Poder político e poder econômico, desde o nascimento do Estado moderno (na Inglaterra no século XVII; na França, no século XVIII, quando a burguesia ascende ao poder), fundiram-se (para a preservação dos seus poderes e privilégios). O aposto do poder político é o poder jurídico (polícia, ministério público, juízes, tribunais etc.), que funciona precariamente (porque não temos aqui o império da lei).
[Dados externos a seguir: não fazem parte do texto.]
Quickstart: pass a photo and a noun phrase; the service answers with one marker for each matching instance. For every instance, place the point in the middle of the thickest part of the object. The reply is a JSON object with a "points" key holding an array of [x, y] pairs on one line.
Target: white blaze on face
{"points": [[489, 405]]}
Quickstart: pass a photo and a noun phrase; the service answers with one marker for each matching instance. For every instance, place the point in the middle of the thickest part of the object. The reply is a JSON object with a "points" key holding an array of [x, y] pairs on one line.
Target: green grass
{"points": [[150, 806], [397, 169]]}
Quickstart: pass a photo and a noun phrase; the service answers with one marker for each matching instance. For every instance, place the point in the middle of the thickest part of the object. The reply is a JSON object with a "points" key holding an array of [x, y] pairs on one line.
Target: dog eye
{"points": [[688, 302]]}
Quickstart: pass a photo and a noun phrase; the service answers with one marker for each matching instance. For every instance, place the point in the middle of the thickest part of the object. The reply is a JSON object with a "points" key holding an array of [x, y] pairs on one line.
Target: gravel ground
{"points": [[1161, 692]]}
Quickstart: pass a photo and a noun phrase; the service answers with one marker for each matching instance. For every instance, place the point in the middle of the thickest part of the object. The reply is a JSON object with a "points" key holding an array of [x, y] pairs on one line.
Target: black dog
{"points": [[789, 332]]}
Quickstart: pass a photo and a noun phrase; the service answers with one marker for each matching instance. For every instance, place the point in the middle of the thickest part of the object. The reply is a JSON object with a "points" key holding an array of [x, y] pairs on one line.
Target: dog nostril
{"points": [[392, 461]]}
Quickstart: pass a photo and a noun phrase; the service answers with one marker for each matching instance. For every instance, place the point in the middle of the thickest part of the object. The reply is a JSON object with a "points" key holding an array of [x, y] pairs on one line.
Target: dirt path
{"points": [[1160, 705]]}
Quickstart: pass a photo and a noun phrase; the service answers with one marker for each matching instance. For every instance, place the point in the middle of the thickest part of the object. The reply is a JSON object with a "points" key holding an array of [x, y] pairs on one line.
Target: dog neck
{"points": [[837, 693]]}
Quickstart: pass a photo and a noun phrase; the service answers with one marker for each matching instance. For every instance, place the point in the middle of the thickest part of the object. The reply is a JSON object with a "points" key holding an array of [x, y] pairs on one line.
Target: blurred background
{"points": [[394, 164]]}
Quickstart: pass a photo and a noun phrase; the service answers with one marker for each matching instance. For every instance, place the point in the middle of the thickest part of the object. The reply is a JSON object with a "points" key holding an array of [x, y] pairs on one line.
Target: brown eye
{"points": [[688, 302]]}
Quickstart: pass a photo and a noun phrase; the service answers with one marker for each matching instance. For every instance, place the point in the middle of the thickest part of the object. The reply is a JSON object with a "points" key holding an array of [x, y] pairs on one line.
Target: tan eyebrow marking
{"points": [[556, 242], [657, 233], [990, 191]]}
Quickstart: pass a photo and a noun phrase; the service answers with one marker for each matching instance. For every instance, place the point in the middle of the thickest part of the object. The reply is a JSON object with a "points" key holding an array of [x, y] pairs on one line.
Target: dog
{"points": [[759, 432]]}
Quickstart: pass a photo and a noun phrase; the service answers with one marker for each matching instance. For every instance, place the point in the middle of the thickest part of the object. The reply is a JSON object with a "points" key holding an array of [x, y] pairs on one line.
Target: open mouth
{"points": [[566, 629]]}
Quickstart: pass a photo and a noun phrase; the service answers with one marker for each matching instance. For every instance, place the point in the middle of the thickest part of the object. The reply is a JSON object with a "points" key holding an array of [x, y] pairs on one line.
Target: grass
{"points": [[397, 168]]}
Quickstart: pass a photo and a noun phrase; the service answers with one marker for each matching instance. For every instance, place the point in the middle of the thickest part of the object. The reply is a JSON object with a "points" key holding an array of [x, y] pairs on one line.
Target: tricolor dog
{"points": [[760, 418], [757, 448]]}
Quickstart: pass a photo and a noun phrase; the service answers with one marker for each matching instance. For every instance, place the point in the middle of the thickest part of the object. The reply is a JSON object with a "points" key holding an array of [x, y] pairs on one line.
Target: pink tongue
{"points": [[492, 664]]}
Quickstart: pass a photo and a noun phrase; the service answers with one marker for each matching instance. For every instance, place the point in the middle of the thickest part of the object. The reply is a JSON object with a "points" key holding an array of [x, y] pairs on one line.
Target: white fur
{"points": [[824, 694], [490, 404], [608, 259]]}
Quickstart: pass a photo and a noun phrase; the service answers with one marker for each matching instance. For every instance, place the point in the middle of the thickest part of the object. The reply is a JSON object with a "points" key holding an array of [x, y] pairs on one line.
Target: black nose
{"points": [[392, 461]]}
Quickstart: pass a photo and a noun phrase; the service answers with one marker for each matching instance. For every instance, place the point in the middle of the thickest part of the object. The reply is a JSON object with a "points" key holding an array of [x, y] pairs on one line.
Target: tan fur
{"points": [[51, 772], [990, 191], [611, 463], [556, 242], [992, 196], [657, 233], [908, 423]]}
As classes sociais dominantes, de qualquer modo, não dominam apenas por meio do Estado (que é manobrado e manipulado pelos reais detentores do poder), senão também por outras instâncias de domínio (como igrejas, escolas, meios de comunicação etc.) e pelos consensos em torno dos seus valores. Antes da construção do Estado brasileiro (1822), as classes dominantes (desde o feudalismo no solo português e durante todo o colonialismo – 1500-1822) exerciam o poder por meio de várias instâncias (econômica, política, jurídica, eclesiástica, valores difundidos na consciência coletiva etc.). Com o nascimento do Estado alguns poderes lhe foram canalizados (sobretudo o do propalado uso legítimo da força), mas a sociedade civil continua com suas tradicionais relações de poder (patrão-empregado, igrejas, mídias, marido-mulher etc.). Muita coisa já mudou (desde o feudalismo dos nossos ancestrais), mas isso não significa que as alterações já terminaram. A revolução, na verdade, apenas começou (Jaime Osorio, El Estado en el centro de la mundialización: 33).
O governo não passa da manifestação visível do Estado (é sua expressão mais escancarada). Por isso que é mais fácil contestá-lo. Mas o que ignoramos normalmente é o lado invisível desse mesmo Estado, que é a síntese das relações de poder e de domínio de classes (J. Osório, citado). O Estado faz parte de toda essa engrenagem de produção e reprodução das posições de poder (que disseminam e perpetuam as desigualdades). Esse é o nó que temos que desatar (ou o Brasil nunca sairá do atoleiro em que se encontra desde que foi descoberto).
Os indicadores sociais mostram evoluções (IDH em 1980 de 0,55, contra 0,72 em 2011; no mesmo período a expectativa de vida passou de 62,5 anos para 73,5; a taxa de alfabetização subiu de 74,5 para 90,4; a escolaridade saiu de 2,6 anos para 7,2; a renda per capita cresceu de 7.310 dólares para 10.200 – veja L. C. Bresser-Pereira, A construção política do Brasil: 375), mas exageradamente lentas. O descompasso entre a realidade e a expectativa geral é brutal. Pior: a frustração aumenta com as centenas de percalços intermitentes (inflação alta, desemprego subindo, cleptocracia instalada no poder, corrupção endêmica, desigualdade sistêmica, violência epidêmica, justiça morosa, ausência do império da lei e por aí vai).
As massas têm motivos de sobra para se rebelarem. Mas nessas horas o poder econômico dominante se esconde e deixa o “abacaxi” apenas nas mãos do poder político. E o povo acha que é o poder político (o visível) que vai resolver seu problema, ignorando que ele foi “cooptado” pelo poder econômico dominante (que é o grande responsável pela produção e reprodução das desigualdades, pela exploração dos dominados – parasitismo -, pela divisão indevida do patrimônio público – patrimonialismo -, pela “compra” do poder político – roubo da democracia cidadã -, pela roubalheira do erário público – cleptocracia etc.).